8)    Una approfondita analisi delle differenze tra Stato di diritto formale e Stato di diritto sostanziale è contenuta nel recente libro di G. Zagrebelsky “La legge e la sua giustizia”. Vale riportare alcuni passi del suo ragionamento:
“L’espressione Stato di diritto è certamente una tra le più fortunate della scienza giuridica degli ultimi secoli. (…) Nella filogenesi di quell’espressione, scorgiamo l’oscillazione e la tensione tra forma e sostanza, pretese del potere e aspirazioni della società, con modalità e contenuti diversi, a seconda che il riferimento sia al Rechtsstaat tedesco derivante dalle monarchie ‘illuminate’ settecentesche, all’Etat de droit radicato nella sovranità della legge, espressione della volontà generale, affermata dalla rivoluzione del 1789, al Rule of law (“governo giuridico” o “secondo diritto”), di cui da secoli si parla come una delle caratteristiche e delle glorie del sistema giuridico anglosassone”[13].
L’Autore prosegue approfondendo alcuni aspetti dello “Stato di diritto”:

  1. Con riferimento allo Stato di diritto come contrario a “dispotismo orientale” Egli scrive: “Se si considera che lo Stato di diritto mira ad essere il governo delle leggi, per mezzo degli uomini assoggettati alle leggi, si comprende facilmente che non può rientrare in quella definizione il governo degli uomini, per mezzo delle leggi liberamente fatte e disfatte secondo il loro momentaneo arbitrio” [14].
  2. Con riferimento allo Stato di diritto come mero “Stato di norme” Egli scrive: “lo Stato di diritto come mero ‘ governo delle leggi’, inteso come governo sub legibus e governo per leges, finisce però per ridursi a un pugno di mosche, quando il diritto sia assunto come mera forma indipendente dal contenuto. (…) Con una simile nozione priva di contenuti, si perviene a uno svuotamento che trascura proprio ciò che, dal punto di vista specificamente politico-costituzionale, è invece essenziale, relativamente ai compiti e ai fini dello Stato e alla natura del diritto” [15].
  3. Con riferimento allo Stato di diritto e alla “dottrina pura” del diritto di Kelsen Egli scrive: “Secondo questa dottrina, che programmaticamente elimina dalla nozione di diritto ogni condizione sostanziale di contenuto, confinandolo nel campo dell’ideologia, lo Stato coincide con il diritto. (…) Questa riduzione comporta il prezzo di una nozione anodina, totalmente insignificante, di Stato di diritto. (…) Con le parole di Kelsen, ‘se si riconosce lo stato come ordinamento giuridico, ogni stato è uno stato di diritto, e questo termine diviene pleonastico’ o, al più, assume un valore esclusivamente “morale” che chiunque può riempire del significato che desidera ”[16].
  4. Viene poi affrontata la cruciale questione del passaggio dallo Stato di diritto formale allo Stato di diritto sostanziale. “Quando si lascia lo Stato di diritto come mera forma e ci si incammina sulla strada del diritto come concetto anche sostanziale, ci si imbatte in nozioni bensì diverse, ma tutte caratterizzate da una dialettica tra forma e sostanza.
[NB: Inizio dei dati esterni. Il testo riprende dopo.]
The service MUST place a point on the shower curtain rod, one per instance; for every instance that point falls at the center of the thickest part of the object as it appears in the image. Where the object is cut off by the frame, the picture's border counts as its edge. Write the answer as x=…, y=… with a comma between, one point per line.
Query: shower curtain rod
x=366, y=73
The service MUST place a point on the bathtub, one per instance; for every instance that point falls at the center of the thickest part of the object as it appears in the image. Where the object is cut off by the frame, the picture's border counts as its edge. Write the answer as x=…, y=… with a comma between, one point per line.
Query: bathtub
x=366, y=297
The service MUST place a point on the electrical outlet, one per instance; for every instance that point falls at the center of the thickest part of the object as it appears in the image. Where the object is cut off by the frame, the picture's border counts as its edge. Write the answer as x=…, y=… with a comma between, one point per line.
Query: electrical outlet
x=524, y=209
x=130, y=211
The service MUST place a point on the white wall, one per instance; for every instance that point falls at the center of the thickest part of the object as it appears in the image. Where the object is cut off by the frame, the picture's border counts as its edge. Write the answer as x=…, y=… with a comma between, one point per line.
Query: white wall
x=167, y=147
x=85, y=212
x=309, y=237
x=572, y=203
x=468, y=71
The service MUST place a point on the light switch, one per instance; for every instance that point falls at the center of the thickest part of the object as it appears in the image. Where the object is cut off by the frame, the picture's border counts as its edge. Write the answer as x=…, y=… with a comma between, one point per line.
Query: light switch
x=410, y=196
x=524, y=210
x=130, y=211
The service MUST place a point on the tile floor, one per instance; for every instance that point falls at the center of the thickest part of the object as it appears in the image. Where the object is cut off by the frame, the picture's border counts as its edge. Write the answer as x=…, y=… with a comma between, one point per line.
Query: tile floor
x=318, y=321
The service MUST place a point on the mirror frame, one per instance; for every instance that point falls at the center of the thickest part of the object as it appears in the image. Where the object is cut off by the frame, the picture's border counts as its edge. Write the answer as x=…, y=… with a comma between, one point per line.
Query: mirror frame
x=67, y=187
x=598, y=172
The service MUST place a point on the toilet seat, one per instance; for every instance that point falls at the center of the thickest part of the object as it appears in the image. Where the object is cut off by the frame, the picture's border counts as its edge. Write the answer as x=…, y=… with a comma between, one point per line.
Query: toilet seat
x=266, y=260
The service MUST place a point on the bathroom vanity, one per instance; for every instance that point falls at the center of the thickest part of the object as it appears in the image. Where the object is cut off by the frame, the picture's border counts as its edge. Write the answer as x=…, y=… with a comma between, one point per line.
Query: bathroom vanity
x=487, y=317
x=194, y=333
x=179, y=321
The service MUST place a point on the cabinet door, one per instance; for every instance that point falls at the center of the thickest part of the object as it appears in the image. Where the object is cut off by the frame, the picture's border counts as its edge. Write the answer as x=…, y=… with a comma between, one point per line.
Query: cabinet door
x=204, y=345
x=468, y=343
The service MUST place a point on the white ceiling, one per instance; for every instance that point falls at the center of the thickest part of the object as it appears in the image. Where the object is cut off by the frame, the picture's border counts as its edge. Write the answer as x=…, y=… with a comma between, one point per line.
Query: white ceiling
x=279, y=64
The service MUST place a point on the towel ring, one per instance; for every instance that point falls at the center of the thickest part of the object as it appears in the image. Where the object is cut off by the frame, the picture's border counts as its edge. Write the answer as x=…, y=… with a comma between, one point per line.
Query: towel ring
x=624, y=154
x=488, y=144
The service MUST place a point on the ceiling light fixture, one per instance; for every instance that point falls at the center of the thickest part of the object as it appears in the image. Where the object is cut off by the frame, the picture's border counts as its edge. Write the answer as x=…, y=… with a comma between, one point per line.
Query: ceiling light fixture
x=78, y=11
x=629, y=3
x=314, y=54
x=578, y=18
Inoltre, mentre secondo la nozione solo formale il concetto di Stato di diritto – come Stato secondo diritto e diritto come sola forma legale del potere – appariva sufficientemente chiaro, quando si passa a considerarne gli aspetti materiali, la nozione stessa diventa cangiante, mobile, sottoposta a fattori non logico-concettuali, ma storico-politici e culturali”[17]. E ancora “Se lasciamo da parte la riduzione kelseniana dello Stato a diritto (…) e la conseguente perdita di significato dell’espressione Stato di diritto, tutte le nozioni che si richiamano a questo concetto presentano connotazioni di giustizia materiale. E queste connotazioni, come è soprattutto evidente nel Rule of law, sono destinate a trasformarsi, con il maturare di nuove convinzioni e aspirazioni” [18]. Questo aspetto, come vedremo meglio nel seguito, è decisivo: l’“aggiornamento” nel tempo degli elementi costitutivi della categoria “Stato di diritto” si impone per ragioni storiche, politiche e culturali;

Note

11.  A. Barak, A judge on judging: the role of a Supreme Court in a democracy, in Harvard Law Review 2002. Le citazioni tradotte in lingua italiana sono tratte dal libro del Prof. Gustavo Zagrebelsky, “La legge e la sua giustizia” (vedi nota 12)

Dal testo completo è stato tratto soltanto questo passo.